An unsolicited proposal from a private entity has been submitted to the City of Alexandria to transform Hensley Park into a sports and entertainment facility. Although parts of the proposal appear strikingly similar to Arlington County’s plans for the Long Bridge Park Aquatics, Health and Fitness Facility, so far the County Board is not concerned.
The Alexandria City Council discussed the proposal it received from The St. James Group LLC during its meeting on Tuesday. The plan involves a long term lease of the 15 acre city owned property currently occupied by Hensley Park.
The Alexandria proposal includes amenities such as an Olympic sized pool and water play area, climbing wall and racquetball courts. Those features had already been included in Arlington’s long term plan for Long Bridge Park.
Arlington County Board Chair Walter Tejada said although there may be similarities, he doesn’t anticipate that a private facility in the southwest part of Alexandria would impact Arlington’s plans.

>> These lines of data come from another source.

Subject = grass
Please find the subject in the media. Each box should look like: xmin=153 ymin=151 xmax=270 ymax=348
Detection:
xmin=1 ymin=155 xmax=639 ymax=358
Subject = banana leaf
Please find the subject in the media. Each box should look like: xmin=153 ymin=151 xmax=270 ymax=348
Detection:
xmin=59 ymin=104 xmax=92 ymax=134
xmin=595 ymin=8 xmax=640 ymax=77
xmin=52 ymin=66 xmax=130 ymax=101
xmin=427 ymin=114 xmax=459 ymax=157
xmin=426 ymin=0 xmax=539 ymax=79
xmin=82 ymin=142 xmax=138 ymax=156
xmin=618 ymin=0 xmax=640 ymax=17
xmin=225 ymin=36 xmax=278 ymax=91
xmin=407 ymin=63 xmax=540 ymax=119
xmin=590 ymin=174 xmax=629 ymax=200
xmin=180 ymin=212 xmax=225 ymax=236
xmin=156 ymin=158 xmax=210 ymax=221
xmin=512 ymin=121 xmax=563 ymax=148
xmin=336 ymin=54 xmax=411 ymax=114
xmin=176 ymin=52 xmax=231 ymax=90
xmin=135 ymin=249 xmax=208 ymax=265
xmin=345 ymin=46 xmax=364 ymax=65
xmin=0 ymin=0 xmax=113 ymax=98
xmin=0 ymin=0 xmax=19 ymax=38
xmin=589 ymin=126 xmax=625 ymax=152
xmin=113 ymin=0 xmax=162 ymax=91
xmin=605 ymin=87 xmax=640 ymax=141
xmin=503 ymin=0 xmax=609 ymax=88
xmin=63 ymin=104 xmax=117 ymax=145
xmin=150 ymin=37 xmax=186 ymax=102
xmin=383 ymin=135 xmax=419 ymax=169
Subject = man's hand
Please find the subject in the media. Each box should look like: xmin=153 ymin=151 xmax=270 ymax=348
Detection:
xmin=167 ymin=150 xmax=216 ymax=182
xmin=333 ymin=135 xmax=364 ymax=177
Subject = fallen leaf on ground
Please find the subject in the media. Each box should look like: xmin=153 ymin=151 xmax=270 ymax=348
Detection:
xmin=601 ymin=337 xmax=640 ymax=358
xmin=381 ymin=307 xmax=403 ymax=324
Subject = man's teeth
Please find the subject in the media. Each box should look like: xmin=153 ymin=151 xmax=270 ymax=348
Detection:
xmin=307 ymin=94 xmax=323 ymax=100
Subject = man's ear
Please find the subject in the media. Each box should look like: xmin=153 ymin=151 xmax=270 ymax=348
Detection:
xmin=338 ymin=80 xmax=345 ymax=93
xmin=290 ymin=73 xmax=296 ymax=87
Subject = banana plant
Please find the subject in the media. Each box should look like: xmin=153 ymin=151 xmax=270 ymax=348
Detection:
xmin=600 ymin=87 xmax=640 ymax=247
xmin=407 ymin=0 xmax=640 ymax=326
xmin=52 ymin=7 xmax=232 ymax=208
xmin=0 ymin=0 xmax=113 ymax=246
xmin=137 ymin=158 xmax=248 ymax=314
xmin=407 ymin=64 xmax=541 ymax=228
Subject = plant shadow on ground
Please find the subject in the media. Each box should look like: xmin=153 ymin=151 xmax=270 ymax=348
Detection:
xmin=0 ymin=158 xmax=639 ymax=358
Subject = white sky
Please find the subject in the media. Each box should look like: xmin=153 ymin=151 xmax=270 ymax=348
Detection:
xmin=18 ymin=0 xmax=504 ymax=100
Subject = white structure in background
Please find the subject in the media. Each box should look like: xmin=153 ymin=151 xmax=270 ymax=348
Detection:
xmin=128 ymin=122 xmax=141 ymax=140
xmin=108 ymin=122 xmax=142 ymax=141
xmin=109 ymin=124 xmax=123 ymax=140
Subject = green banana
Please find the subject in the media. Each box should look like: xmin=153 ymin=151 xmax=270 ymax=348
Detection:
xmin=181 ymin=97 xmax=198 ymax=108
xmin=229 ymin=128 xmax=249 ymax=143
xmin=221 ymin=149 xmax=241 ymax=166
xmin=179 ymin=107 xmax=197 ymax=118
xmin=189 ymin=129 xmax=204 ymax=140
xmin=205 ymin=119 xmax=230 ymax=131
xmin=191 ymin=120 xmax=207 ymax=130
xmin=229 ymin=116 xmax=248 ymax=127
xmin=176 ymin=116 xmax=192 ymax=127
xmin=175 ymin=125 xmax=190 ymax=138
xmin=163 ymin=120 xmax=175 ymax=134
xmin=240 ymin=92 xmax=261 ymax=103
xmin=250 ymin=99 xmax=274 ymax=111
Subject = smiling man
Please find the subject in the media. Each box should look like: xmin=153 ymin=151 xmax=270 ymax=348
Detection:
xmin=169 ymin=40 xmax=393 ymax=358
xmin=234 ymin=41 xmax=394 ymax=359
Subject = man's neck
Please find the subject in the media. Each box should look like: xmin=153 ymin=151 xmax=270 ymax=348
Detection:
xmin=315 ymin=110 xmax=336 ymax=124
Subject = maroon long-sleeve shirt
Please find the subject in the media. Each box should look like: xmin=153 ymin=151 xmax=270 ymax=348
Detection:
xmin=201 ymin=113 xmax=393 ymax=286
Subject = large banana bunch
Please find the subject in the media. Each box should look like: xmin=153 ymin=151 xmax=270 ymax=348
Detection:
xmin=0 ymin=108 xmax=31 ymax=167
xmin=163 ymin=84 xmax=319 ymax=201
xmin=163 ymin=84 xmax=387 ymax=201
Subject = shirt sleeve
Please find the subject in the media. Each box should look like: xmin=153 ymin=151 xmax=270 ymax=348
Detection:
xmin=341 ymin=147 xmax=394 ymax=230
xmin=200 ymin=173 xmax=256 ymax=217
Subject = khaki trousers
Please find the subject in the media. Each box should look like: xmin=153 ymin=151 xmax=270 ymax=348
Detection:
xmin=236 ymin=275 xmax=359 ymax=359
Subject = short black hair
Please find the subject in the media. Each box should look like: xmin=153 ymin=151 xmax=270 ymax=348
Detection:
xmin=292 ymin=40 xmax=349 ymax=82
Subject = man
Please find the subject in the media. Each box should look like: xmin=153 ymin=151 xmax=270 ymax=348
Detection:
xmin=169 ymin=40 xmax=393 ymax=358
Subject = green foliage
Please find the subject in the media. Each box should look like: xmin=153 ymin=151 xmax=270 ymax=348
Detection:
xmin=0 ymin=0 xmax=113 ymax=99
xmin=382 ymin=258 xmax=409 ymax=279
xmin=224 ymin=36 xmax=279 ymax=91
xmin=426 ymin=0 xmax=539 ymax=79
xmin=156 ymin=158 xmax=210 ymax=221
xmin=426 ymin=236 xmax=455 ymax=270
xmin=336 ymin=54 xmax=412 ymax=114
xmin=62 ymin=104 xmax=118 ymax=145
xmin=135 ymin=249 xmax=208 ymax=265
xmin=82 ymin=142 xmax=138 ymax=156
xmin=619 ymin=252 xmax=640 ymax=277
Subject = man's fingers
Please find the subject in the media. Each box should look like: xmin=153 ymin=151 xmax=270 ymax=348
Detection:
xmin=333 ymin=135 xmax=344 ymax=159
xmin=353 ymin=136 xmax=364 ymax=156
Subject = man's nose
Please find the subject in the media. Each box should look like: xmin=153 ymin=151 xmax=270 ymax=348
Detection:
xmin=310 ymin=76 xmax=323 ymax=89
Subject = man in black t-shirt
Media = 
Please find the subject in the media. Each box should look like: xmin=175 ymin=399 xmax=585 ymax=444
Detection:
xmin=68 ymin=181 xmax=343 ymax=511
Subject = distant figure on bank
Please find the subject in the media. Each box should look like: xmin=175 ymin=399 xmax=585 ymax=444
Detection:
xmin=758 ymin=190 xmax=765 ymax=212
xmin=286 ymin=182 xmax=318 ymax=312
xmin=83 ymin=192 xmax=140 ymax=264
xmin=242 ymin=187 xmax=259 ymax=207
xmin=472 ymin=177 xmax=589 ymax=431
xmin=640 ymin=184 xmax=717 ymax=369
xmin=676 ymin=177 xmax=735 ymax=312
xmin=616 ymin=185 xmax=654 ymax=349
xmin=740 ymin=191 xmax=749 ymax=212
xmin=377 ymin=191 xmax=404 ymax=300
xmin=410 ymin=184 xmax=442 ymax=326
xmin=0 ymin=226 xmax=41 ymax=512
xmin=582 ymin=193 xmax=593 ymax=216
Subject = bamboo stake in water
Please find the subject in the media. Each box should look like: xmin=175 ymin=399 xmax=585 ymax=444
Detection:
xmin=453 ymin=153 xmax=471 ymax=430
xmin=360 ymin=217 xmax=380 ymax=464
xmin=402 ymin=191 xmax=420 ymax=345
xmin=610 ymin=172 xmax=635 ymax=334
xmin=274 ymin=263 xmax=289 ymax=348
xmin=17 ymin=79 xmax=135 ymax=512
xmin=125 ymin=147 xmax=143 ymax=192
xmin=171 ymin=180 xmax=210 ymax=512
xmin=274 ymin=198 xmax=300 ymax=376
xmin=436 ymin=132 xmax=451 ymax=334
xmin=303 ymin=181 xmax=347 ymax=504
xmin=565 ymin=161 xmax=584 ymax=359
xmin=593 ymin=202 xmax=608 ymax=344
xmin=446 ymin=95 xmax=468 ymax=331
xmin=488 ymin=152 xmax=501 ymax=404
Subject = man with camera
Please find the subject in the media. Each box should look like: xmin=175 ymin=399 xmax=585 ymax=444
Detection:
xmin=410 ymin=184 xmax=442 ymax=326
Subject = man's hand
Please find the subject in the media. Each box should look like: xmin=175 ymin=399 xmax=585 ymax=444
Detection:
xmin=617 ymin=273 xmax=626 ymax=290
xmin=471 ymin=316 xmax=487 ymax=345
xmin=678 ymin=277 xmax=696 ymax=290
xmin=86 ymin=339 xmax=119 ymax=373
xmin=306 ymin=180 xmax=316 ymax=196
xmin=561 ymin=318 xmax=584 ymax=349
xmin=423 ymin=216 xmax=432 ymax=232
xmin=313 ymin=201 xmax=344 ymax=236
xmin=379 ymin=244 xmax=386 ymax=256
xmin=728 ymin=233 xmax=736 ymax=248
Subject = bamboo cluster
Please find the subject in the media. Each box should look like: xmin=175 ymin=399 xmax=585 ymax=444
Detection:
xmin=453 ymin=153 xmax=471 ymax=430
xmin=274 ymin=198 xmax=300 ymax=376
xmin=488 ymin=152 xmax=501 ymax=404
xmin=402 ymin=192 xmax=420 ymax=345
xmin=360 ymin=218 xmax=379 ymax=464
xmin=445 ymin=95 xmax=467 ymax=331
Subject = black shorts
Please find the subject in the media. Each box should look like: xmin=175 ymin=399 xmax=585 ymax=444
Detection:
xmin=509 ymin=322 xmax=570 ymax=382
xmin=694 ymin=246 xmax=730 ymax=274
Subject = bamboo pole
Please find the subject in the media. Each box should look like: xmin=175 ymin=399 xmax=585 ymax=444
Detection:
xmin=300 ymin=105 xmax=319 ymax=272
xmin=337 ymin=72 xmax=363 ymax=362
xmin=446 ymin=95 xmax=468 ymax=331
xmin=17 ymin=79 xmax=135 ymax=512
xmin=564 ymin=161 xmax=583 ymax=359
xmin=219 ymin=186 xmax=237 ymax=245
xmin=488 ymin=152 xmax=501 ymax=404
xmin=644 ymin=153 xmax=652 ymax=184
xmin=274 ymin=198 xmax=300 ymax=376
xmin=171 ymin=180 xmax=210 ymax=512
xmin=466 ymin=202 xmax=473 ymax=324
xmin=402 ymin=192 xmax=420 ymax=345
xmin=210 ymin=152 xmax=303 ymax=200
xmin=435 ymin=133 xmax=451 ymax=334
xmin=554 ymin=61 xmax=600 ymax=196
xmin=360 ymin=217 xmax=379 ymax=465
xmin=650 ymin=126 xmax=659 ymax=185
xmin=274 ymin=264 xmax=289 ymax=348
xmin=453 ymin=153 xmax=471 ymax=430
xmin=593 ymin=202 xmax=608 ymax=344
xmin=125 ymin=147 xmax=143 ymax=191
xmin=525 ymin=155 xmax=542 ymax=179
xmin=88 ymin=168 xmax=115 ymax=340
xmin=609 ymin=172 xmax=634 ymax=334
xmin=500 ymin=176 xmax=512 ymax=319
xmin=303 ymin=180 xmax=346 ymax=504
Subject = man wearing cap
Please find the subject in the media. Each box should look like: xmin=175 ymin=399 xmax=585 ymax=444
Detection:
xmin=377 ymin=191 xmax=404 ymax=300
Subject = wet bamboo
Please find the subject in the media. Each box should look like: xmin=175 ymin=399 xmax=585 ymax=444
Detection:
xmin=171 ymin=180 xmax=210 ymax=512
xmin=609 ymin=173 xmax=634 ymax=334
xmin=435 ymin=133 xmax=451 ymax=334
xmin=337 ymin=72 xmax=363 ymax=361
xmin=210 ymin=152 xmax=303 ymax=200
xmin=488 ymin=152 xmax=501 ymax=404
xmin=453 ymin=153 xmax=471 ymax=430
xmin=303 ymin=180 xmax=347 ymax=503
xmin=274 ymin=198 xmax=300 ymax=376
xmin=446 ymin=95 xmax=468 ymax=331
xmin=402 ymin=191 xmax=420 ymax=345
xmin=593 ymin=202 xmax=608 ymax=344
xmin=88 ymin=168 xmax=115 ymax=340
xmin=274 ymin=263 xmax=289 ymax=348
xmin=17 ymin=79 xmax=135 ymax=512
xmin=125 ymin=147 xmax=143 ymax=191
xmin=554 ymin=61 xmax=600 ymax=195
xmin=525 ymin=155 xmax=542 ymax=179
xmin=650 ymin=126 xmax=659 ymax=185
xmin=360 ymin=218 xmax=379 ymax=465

“I wouldn’t necessarily jump to conclusions. I think our approach is much different,” he said. “We have a public facility we are creating, but this is private proposal. The context is so different.”
In fact, Tejada believes it could be considered a compliment that other jurisdictions may be interested in creating facilities similar to Arlington’s.
“The best flattery or compliment is duplication,” he said. “It’s flattering that someone would want to copy or do something we’re already doing.”
Tejada noted that because Arlington’s complex is publicly funded, residents from all walks of life will be welcome to use it. Because that may or may not be the case with the private proposal for Alexandria, Tejada said “we aren’t concerned” about the threat of competition.
“For our project we are looking to be inclusive, so people of all incomes and backgrounds will have access to our facilities,” said Tejada. “Whereas in a private facility it’s for profit and the purpose is whatever the personal group sets forth, so that’s a different matter.”
Kendrick Ashton, Jr., Co-founder and Managing Partner of The St. James Group, agreed that the intent was not to create competition between the two jurisdictions. He said Northern Virginia has a great need for sports facilities that isn’t being addressed.
“There’s certainly a tremendous need in this area for enhanced aquatics facilities,” said Ashton. “I think given the dearth of high quality aquatic facilities at this point, the region needs more of them. It’s not competitive at this point.”
The group looked for potential locations for the complex in Arlington, Fairfax and other localities, but no options appeared as feasible as the Henley Park land. Ashton reiterated that although the Alexandria complex would likely draw visitors from around Northern Virginia, it isn’t expected to create competition for Arlington’s $80 million Long Bridge Park facility.
The City of Alexandria’s website assures the public that it has not gone forward with any plans, it has simply heard the proposal from The St. James Group. The website reads: “All that has happened is that an outside party has made an unsolicited proposal to the City about a potential use of City-owned land. Neither City Council nor City staff have reached any conclusion about the merits of the proposal, nor have made any decisions other than the decision to evaluate it.”
The St. James Group will hold a public meeting to further explain the proposal on July 1, from 6:30-8:30 p.m. at the Holiday Inn on Eisenhower Avenue. The City of Alexandria stresses that the meeting will not be led by or sponsored by the city, so residents should not consider it an official public hearing.
According to the timeline offered in the proposal, the hope is to have a recommendation from Alexandria by October regarding whether or not to move forward. If the City Council determines that a sports and entertainment complex is a feasible option, it will issue a Request for Proposals (RFP) to allow any interested party to make a bid. If the City Council decides such a facility is unnecessary, the process will end without any further action.
“We have to wait and see what becomes of it. They’re evaluating it, like anyone would,” Tejada said. “We’ll see what happens. For us, we’re focusing on our own project.”
Meanwhile, there has been no change announced to the schedule for the next phase of the Long Bridge Park project. In January, Arlington County Department of Parks and Recreation spokeswoman Susan Kalish told ARLnow.com that construction on the project is expected to begin this fall.
Despite some resident concerns over the cost of the facility, Tejada said the county will continue on with it and make all efforts to keep the project on budget.
“I think that we certainly will continue to practice our best fiscal management qualities that have earned us a AAA bond rating from all the bond rating agencies,” said Tejada. “It’s important to remember that we have a sound fiscal management record. I know sometimes that may get lost when one or two projects may be in the news.”